Government has a compelling interest in promoting racial diversity on campus, but the undergraduate school’s admissions policy is not the way to get there, the court majority said.
“The university’s policy, which automatically distributes 20 points, or one-fifth of the points needed to guarantee admission, to every single underrepresented minority applicant solely because of race, is not narrowly tailored to achieve the interest in educational diversity,” that Michigan claimed justified the policy, Rehnquist wrote.
The ruling affects tax-supported schools, and by extension private schools and other institutions, that have looked for ways to boost minority enrollment without violating the Constitution’s guarantee against discrimination.
The University of Michigan cases are the most significant test of affirmative action to reach the court in a generation. At issue was whether racial preference programs unconstitutionally discriminate against white students.
The rulings follow the path the court set a generation ago, when it outlawed quotas but still left room for schools to improve the odds for minority applicants.
The two Michigan cases directly address only admissions at public, tax-supported institutions. But the court’s rationale is expected to have a wide ripple through private colleges and universities, other government decision-making and the business world.
Opponents of affirmative action had hoped the Supreme Court would use this opportunity to ban most consideration of race in any government decisions. The court is far more conservative than in 1978, when it last ruled on affirmative action in higher education admissions, and the justices have put heavy conditions on government affirmative action in other arenas over the past decade.
Defending its general approach to affirmative action, the university has said that having what it calls a critical mass of minority students benefits the whole student body. Minorities must be present in more than token numbers to ensure all students can interact, the university has said.
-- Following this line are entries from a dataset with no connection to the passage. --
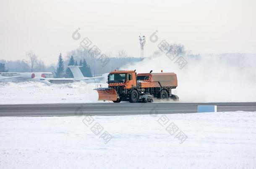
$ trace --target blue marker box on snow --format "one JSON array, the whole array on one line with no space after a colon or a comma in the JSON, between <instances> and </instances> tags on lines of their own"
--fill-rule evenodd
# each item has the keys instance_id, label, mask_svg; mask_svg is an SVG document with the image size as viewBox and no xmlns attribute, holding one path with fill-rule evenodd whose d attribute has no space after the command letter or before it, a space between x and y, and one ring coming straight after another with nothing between
<instances>
[{"instance_id":1,"label":"blue marker box on snow","mask_svg":"<svg viewBox=\"0 0 256 169\"><path fill-rule=\"evenodd\" d=\"M217 106L198 106L198 113L217 112Z\"/></svg>"}]
</instances>

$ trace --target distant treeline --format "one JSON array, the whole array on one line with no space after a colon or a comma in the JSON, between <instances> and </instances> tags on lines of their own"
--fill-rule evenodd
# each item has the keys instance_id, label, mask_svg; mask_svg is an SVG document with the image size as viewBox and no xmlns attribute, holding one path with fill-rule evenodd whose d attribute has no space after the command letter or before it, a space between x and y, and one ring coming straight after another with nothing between
<instances>
[{"instance_id":1,"label":"distant treeline","mask_svg":"<svg viewBox=\"0 0 256 169\"><path fill-rule=\"evenodd\" d=\"M128 56L124 50L120 50L115 54L107 53L102 58L95 52L78 48L68 52L64 57L61 54L57 55L55 64L46 66L33 51L27 52L26 55L26 58L22 60L0 60L0 72L50 72L56 77L72 78L70 70L65 66L78 65L82 66L80 69L84 76L92 77L140 60L139 58Z\"/></svg>"}]
</instances>

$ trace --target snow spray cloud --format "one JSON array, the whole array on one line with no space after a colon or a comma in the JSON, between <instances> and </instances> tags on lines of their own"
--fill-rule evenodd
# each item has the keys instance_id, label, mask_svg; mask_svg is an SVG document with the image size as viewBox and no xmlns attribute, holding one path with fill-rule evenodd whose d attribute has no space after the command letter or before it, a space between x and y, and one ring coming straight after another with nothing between
<instances>
[{"instance_id":1,"label":"snow spray cloud","mask_svg":"<svg viewBox=\"0 0 256 169\"><path fill-rule=\"evenodd\" d=\"M182 69L165 54L133 65L138 73L174 72L178 86L172 91L181 102L256 101L256 55L185 55Z\"/></svg>"}]
</instances>

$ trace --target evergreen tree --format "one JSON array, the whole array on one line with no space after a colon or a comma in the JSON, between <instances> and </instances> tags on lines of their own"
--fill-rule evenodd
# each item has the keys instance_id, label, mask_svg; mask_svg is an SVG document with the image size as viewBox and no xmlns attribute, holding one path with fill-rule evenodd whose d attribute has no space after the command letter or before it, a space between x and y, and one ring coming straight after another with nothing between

Michigan insists that it accepts only academically qualified students, no matter what their race.
Michigan’s undergraduate school used a 150-point index to screen applicants. The 20 points awarded to minorities was more than the school awarded for some measures of academic excellence, writing ability or leadership skills. Outstanding athletes also got 20 points, as did impoverished applicants.
The school has also “flagged” minority applications, making it easier to keep an applicant in the pool even if he or she flunked an initial review.
In 1997, the year that two white students sued, the school had 13,500 applicants and selected 3,958 of them as freshmen.
The white plaintiffs, Jennifer Gratz and Patrick Hamacher, were Michigan residents with good grades and other qualifications when they were rejected at the flagship Ann Arbor campus. Both have since graduated from other colleges.
The Bush administration sided with the students, but did not call for an outright end to affirmative action.
The students were supported by a range of conservative legal groups, some law professors and affirmative action opponents.
The university’s law school program uses a separate, less structured system to promote minority enrollment.
The law school case is Grutter v. Bollinger, 02-241; the undergraduate case is Gratz v. Bollinger, 02-516.